Produced: China, Hong Kong, Taiwan, 1991
Raise the Red Lantern is set in the 1920s and tells the story of Songlian, a nineteen-year-old girl who is forced by her stepmother to marry the much older Master Chen after her father dies and her family goes bankrupt. Chen has three wives already and Songlian, as his fourth wife or concubine, vies with the others for his attention and material favours and much jealousy and intrigue ensues. Carefully composed painterly tableaus invite audiences to feast their eyes on opulent interiors as well as on the enchanting beauty of Gong Li, ‘the poster girl of Fifth Generation Chinese films (Khoo 2007) and the first actress in the post-Maoist period to gain global recognition.

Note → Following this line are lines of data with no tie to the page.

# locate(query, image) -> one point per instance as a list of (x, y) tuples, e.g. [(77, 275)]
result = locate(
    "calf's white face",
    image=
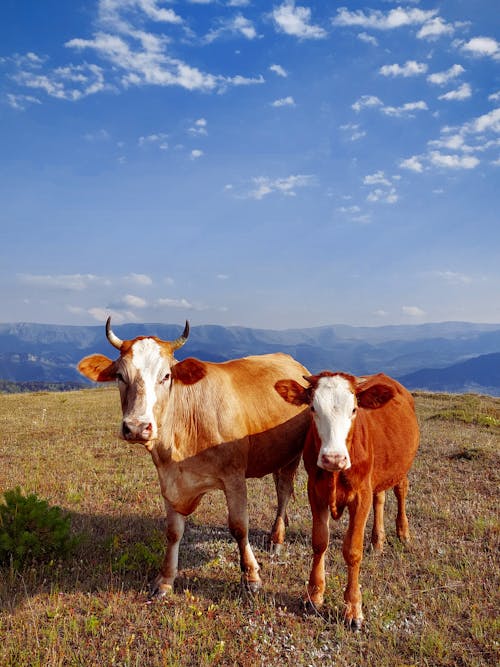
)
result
[(141, 374), (334, 409)]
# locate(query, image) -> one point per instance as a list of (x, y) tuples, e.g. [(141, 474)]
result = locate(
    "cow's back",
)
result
[(394, 435), (235, 403)]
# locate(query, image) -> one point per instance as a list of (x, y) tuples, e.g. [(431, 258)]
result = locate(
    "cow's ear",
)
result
[(292, 392), (375, 396), (189, 371), (98, 368)]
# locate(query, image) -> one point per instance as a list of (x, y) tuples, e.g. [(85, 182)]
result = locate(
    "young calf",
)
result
[(362, 440)]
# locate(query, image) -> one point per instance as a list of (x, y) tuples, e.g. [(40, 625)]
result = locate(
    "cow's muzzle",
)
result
[(136, 430)]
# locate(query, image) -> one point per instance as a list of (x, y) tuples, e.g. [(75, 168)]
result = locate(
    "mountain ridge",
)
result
[(31, 352)]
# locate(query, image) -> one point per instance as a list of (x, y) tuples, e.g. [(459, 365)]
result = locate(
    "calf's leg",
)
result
[(352, 551), (402, 526), (320, 538), (283, 481), (378, 531), (236, 498), (164, 582)]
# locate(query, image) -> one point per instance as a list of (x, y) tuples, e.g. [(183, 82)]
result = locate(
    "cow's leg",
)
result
[(164, 582), (283, 481), (352, 551), (236, 497), (402, 526), (378, 531), (320, 538)]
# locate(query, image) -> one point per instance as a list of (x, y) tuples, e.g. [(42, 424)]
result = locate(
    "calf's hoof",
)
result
[(276, 549), (159, 589), (354, 624)]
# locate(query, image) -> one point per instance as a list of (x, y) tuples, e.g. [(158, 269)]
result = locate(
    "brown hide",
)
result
[(212, 426), (382, 444)]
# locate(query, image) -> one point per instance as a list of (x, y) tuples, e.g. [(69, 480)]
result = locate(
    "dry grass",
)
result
[(435, 604)]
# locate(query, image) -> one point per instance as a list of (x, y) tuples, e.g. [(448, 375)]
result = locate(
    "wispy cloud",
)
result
[(264, 186), (482, 47), (296, 21), (235, 26), (410, 68), (379, 20), (284, 102), (442, 78), (279, 70), (463, 92)]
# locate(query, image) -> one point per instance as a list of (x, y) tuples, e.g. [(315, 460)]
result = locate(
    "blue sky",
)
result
[(267, 164)]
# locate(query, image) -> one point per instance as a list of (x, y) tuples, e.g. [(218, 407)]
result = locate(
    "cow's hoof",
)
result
[(159, 590), (251, 587), (276, 549), (354, 624)]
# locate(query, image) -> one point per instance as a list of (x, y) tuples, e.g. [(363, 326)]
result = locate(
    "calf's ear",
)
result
[(292, 392), (98, 368), (189, 371), (375, 396)]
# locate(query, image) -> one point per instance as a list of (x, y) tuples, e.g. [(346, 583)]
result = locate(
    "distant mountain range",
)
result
[(450, 356)]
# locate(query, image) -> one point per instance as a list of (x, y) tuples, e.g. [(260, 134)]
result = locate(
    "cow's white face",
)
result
[(334, 409), (143, 373)]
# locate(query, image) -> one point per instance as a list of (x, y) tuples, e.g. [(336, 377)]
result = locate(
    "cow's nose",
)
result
[(135, 429), (333, 462)]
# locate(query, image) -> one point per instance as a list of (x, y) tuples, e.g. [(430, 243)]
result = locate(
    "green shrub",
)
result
[(31, 530)]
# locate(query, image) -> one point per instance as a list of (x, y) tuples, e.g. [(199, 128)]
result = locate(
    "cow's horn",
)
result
[(179, 342), (113, 339)]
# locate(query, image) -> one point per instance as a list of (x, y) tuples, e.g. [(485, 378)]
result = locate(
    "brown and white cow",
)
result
[(207, 426), (362, 440)]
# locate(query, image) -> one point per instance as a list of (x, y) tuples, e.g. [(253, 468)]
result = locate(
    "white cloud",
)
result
[(73, 282), (413, 311), (238, 25), (279, 70), (368, 39), (453, 277), (406, 109), (410, 68), (376, 19), (355, 131), (483, 46), (159, 139), (378, 178), (71, 83), (134, 301), (441, 78), (296, 21), (199, 127), (284, 102), (434, 29), (286, 186), (383, 196), (413, 164), (453, 161), (366, 101), (461, 93), (175, 303), (139, 279), (21, 102)]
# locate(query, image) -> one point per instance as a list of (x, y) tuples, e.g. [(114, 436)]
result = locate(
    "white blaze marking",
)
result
[(148, 361), (333, 405)]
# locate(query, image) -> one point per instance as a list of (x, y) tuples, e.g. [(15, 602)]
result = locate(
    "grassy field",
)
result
[(434, 604)]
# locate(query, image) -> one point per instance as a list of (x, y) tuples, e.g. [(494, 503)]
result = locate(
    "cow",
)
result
[(207, 426), (362, 440)]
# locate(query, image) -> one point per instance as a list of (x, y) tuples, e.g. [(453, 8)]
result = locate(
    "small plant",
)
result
[(32, 530)]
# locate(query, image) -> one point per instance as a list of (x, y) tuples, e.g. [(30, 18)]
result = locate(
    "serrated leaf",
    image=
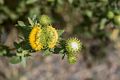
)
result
[(21, 23), (60, 32), (15, 60)]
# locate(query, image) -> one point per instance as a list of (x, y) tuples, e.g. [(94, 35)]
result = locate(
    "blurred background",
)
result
[(88, 20)]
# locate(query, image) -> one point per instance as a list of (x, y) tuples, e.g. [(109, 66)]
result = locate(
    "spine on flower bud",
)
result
[(71, 58)]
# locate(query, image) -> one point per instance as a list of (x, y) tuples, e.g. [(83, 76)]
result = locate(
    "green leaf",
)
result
[(31, 1), (60, 32), (21, 23), (15, 60)]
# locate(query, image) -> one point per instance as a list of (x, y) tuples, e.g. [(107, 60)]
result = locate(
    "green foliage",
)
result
[(87, 19)]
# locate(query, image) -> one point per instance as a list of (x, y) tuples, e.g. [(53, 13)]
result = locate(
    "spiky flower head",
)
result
[(34, 36), (52, 36), (41, 38), (45, 20), (73, 45)]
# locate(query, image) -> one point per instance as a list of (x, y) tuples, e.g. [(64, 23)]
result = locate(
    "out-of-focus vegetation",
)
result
[(95, 22)]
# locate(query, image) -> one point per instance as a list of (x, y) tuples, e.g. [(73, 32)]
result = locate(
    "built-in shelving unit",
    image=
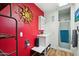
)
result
[(64, 28), (5, 36)]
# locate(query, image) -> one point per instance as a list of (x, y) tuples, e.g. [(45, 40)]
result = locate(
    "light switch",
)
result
[(21, 34)]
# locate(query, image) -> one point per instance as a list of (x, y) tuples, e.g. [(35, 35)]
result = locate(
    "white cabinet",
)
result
[(42, 23), (43, 39)]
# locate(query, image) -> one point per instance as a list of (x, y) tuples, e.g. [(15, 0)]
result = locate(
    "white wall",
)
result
[(52, 28)]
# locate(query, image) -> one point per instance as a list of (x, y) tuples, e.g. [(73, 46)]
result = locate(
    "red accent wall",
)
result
[(30, 31)]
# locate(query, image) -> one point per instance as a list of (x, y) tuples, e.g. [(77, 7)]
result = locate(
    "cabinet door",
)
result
[(64, 36), (41, 22)]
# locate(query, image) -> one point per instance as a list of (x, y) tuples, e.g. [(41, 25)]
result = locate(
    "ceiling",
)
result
[(47, 7)]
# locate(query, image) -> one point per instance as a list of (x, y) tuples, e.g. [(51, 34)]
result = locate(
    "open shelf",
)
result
[(4, 36)]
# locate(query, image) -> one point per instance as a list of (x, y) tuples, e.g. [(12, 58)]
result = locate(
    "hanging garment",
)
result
[(74, 38)]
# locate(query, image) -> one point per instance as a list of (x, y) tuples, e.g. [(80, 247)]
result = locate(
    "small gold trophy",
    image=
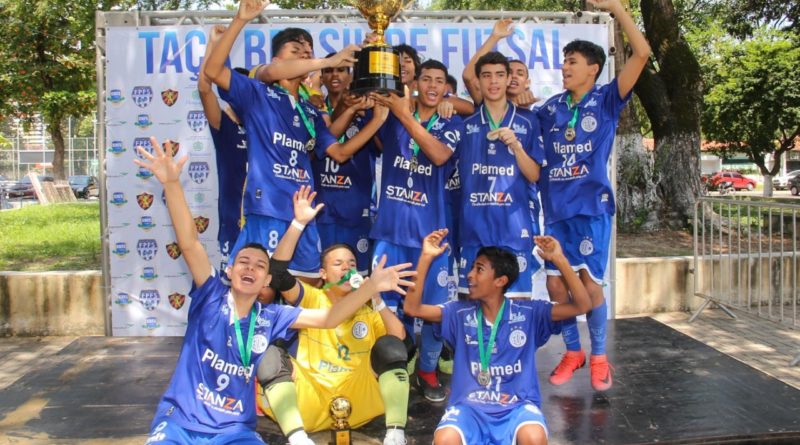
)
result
[(340, 430), (378, 64)]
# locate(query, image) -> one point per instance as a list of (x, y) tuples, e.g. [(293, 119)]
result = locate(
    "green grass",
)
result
[(54, 237)]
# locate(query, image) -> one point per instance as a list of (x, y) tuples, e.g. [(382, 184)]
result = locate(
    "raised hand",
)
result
[(304, 211), (432, 244), (161, 164), (387, 279)]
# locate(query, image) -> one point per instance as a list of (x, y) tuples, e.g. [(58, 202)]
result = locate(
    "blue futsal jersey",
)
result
[(412, 202), (208, 392), (230, 142), (575, 179), (278, 150), (525, 326), (345, 188), (494, 192)]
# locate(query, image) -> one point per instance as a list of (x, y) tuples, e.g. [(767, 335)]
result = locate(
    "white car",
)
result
[(782, 182)]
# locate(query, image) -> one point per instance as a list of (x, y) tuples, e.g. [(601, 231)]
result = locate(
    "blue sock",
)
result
[(597, 319), (570, 334), (429, 350)]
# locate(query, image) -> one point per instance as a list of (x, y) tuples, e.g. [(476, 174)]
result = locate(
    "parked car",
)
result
[(781, 182), (735, 179), (83, 186), (24, 188)]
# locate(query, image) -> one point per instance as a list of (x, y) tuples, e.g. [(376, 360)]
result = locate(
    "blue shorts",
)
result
[(520, 288), (435, 290), (476, 426), (356, 237), (268, 232), (585, 242), (166, 431)]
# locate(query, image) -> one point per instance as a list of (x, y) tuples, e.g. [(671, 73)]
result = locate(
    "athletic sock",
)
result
[(394, 392), (570, 334), (282, 398), (597, 319)]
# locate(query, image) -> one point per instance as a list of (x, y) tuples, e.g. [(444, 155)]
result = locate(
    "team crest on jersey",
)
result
[(173, 251), (196, 120), (169, 97), (142, 95), (147, 248), (149, 298), (360, 330), (517, 338), (198, 171), (145, 200), (176, 300), (201, 222)]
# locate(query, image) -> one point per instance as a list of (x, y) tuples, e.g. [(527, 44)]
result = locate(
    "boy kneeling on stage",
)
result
[(495, 394)]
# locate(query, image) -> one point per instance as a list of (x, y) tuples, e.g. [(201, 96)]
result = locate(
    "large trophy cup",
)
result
[(378, 64)]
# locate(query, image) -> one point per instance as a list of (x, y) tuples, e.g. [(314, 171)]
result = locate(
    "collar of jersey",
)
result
[(232, 308)]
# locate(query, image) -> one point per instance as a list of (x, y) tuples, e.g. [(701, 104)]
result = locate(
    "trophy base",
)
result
[(377, 70)]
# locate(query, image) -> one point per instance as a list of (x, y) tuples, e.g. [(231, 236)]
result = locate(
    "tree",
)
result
[(752, 105)]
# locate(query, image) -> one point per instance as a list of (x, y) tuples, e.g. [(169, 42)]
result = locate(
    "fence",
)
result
[(746, 258)]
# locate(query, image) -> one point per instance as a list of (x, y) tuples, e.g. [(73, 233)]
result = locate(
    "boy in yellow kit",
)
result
[(336, 362)]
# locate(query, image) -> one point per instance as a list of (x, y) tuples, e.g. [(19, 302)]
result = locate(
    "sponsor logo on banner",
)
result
[(149, 298), (115, 97), (147, 248), (176, 300), (196, 120), (142, 96), (201, 222), (169, 97), (198, 171), (118, 199), (120, 249), (145, 200), (173, 251), (143, 121), (116, 148)]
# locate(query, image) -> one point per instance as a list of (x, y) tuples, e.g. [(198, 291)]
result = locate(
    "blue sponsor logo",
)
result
[(118, 199), (196, 120), (143, 121), (120, 249), (198, 171), (142, 95)]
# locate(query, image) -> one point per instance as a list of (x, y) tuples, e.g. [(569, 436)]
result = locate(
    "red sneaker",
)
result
[(571, 361), (601, 372)]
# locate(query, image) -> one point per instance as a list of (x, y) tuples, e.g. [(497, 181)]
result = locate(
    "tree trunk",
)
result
[(672, 97)]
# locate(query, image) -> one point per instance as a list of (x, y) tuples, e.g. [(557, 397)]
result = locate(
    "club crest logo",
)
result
[(176, 300), (201, 222), (147, 248), (149, 299), (196, 120), (142, 95), (173, 251), (198, 171), (145, 200), (169, 97)]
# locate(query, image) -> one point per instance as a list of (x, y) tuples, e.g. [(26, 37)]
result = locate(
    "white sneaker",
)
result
[(395, 436)]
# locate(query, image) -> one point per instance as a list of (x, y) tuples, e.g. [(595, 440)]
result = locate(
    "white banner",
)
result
[(151, 90)]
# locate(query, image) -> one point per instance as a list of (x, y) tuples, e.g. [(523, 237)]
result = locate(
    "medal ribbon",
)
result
[(486, 352), (434, 118), (245, 349)]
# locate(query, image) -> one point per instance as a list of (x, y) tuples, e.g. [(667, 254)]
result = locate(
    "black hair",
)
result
[(432, 64), (287, 35), (491, 58), (333, 247), (503, 262), (593, 53)]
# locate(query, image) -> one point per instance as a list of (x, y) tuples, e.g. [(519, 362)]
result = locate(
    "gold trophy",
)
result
[(378, 64), (340, 430)]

The exoticism of Zhang Yimou’s film rests on the the use of established narrative tropes, notably that of the exotic-erotic-enigmatic Asian woman, and visual spectacle. The film was shot in the classic three-strip Technicolor process to achieve a richness of reds and yellows no longer visible in Hollywood cinema which abandoned the three-strip Technicolor camera in 1954. Commenting on the film’s captivating beauty, film critic Roger Ebert (1992) notes: ‘There is a sense in which Raise the Red Lantern exists solely for the eyes. Entirely apart from the plot, there is the sensuous pleasure of the architecture, the fabrics, the color contrasts, the faces of the actresses’.